Anche il Portogallo, come l’Italia, celebra la sua liberazione dalla dittatura fascista il 25 Aprile. Diverso è solo l’anno: 25 Aprile 1974, la storica data della “rivoluzione dei garofani” che liberò il Paese dal salazarismo.
Ma il quarantanovesimo compleanno della giovane democrazia portoghese viene festeggiato tra le polemiche. A suscitarle è la visita del presidente brasiliano Ignazio Lula e la sua presenza in Parlamento per un discorso all’Assemblea della Repubblica proprio in occasione del “Dia da Libertade”.
L’onore riservato a Lula, primo capo di Stato estero a tenere un discorso per questa ricorrenza, è stato contestato fin dall’inizio, ossia dallo scorso febbraio, quando il presidente della repubblica Marcelo Rebelo de Sousa aveva invitato il “collega” Lula che aveva appena vinto le elezioni brasiliane contro la destra sovranista incarnata da Bolsonaro.
I partititi della destra portoghese hanno subito giudicato «inopportuno» l’invito di Marcelo, perché «Lula non è un campione della democrazia liberale» ma un «politico di sinistra» con due precedenti mandati a Brasilia e alle spalle accuse di «abuso di potere» e «corruzione» che lo hanno portato in carcere. Una macchia che l’annullamento della condanna da parte della Corte Suprema non avrebbe cancellato.

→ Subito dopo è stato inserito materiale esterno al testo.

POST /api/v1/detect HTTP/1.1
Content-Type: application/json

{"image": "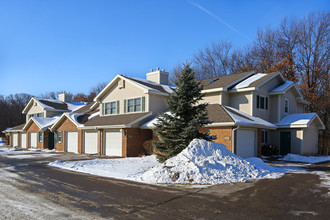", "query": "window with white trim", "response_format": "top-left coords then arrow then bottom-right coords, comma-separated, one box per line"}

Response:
284,99 -> 289,114
38,131 -> 43,142
257,95 -> 268,110
57,131 -> 63,143
104,101 -> 117,115
127,98 -> 141,112
261,130 -> 268,144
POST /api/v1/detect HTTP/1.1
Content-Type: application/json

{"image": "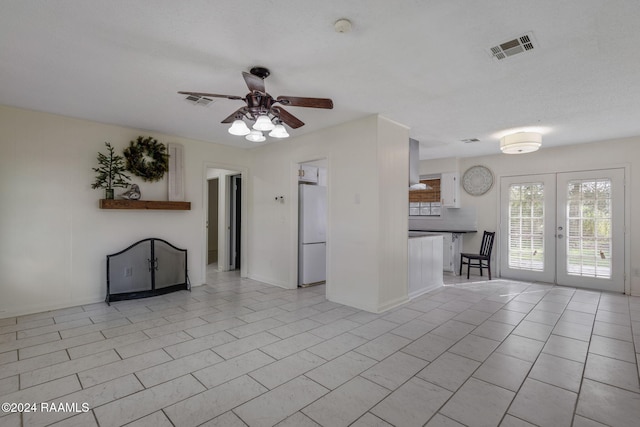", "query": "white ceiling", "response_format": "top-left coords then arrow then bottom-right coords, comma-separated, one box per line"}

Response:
0,0 -> 640,159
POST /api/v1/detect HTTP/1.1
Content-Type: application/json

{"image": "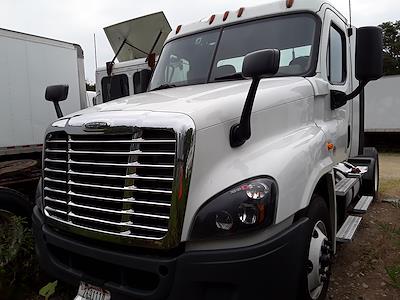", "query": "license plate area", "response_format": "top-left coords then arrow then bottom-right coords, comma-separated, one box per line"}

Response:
74,282 -> 111,300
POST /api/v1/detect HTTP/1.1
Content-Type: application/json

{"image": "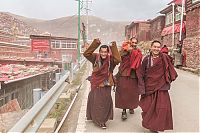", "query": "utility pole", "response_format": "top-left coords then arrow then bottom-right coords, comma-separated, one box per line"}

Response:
85,0 -> 92,42
77,0 -> 81,63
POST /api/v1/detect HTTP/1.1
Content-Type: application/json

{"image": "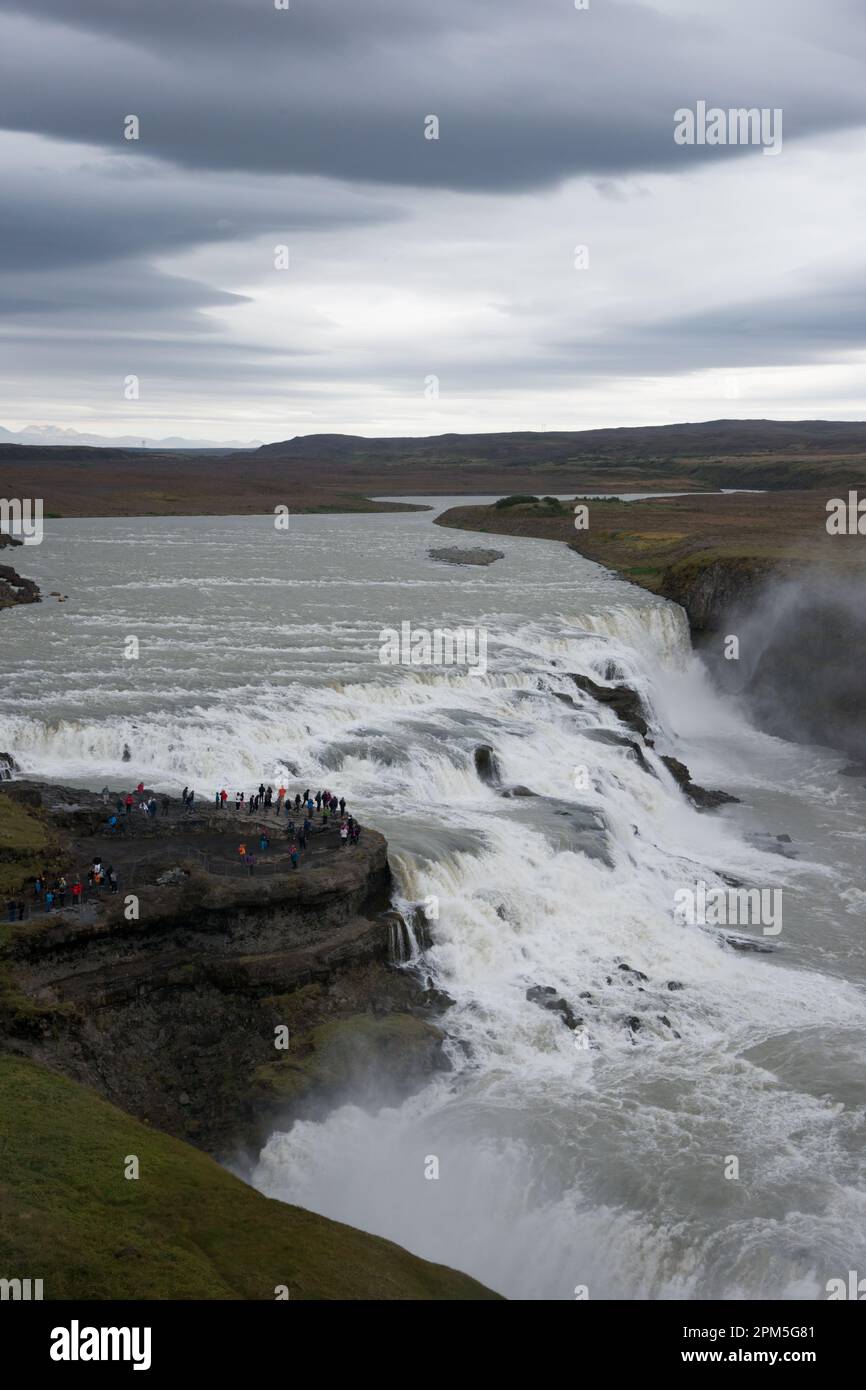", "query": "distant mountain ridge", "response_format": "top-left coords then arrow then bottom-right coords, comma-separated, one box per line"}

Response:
247,420 -> 866,464
0,420 -> 866,517
0,425 -> 261,450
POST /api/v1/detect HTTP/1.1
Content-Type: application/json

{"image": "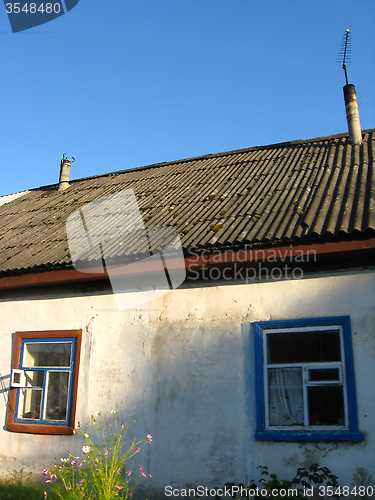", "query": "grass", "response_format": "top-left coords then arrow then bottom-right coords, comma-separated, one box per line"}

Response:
0,470 -> 57,500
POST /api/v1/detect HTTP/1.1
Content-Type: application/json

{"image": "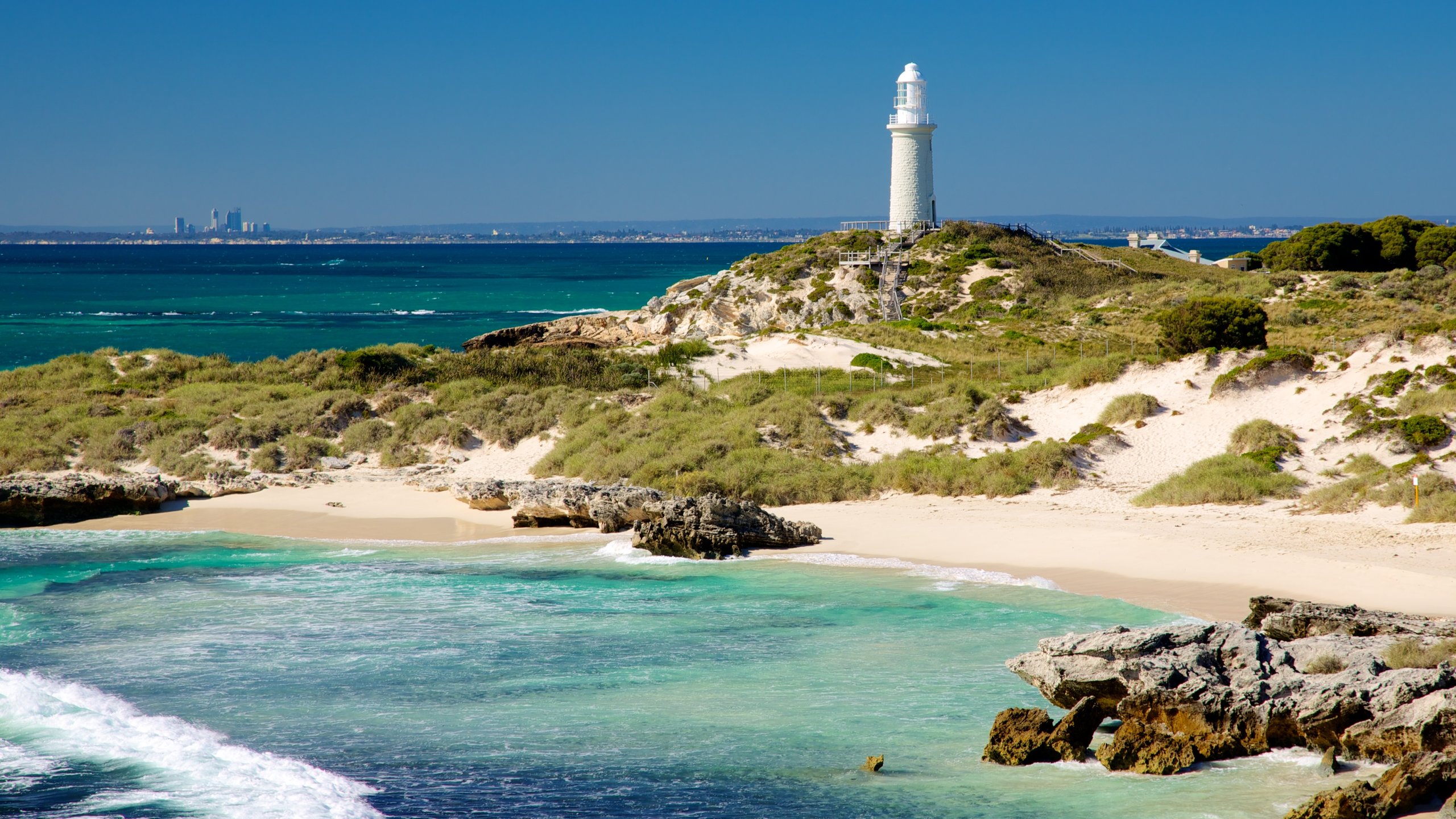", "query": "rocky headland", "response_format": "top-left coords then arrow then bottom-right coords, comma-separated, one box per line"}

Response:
419,478 -> 822,560
985,598 -> 1456,819
0,472 -> 262,526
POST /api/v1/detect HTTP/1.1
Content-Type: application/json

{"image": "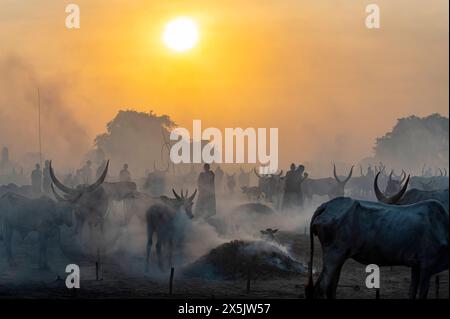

A gettare altra benzina sul fuoco delle polemiche per l’invito fatto da Marcelo al presidente brasiliano, sono poi arrivate le parole sulla guerra in Ucraina fatte da Lula proprio alla vigilia della partenza per il Portogallo. Con una dichiarazione in cui ha criticato Stati Uniti e Unione Europea che «dovrebbero cominciare a parlare di pace in Ucraina, invece di contribuire al conflitto». Apriti cielo! Dalla destra politica portoghese si è alzato un coro contro il presidente brasiliano, accusato di essersi schierato «a fianco di Putin» e contro l’appoggio all’Ucraina da parte degli Usa e di quell’Unione Europea di cui fa parte anche il Portogallo…
Da qui una crescente pressione sul capo dello Stato portoghese e sul governo socialista guidato da Costa per una presa di distanza da Lula. La risposta è arrivata poco dopo dallo stesso Marcelo che prima ha ribadito l’amicizia e gli antichi legami con un paese «fratello come il Brasile» e poi ha assicurato di non essere «pentito» dell’invito a Lula. Anche perché, ha concluso sdrammatizzando: «Brasile e Portogallo sono due Stati sovrani, quindi la politica estera dell’uno non deve coincidere necessariamente con quella dell’altro…».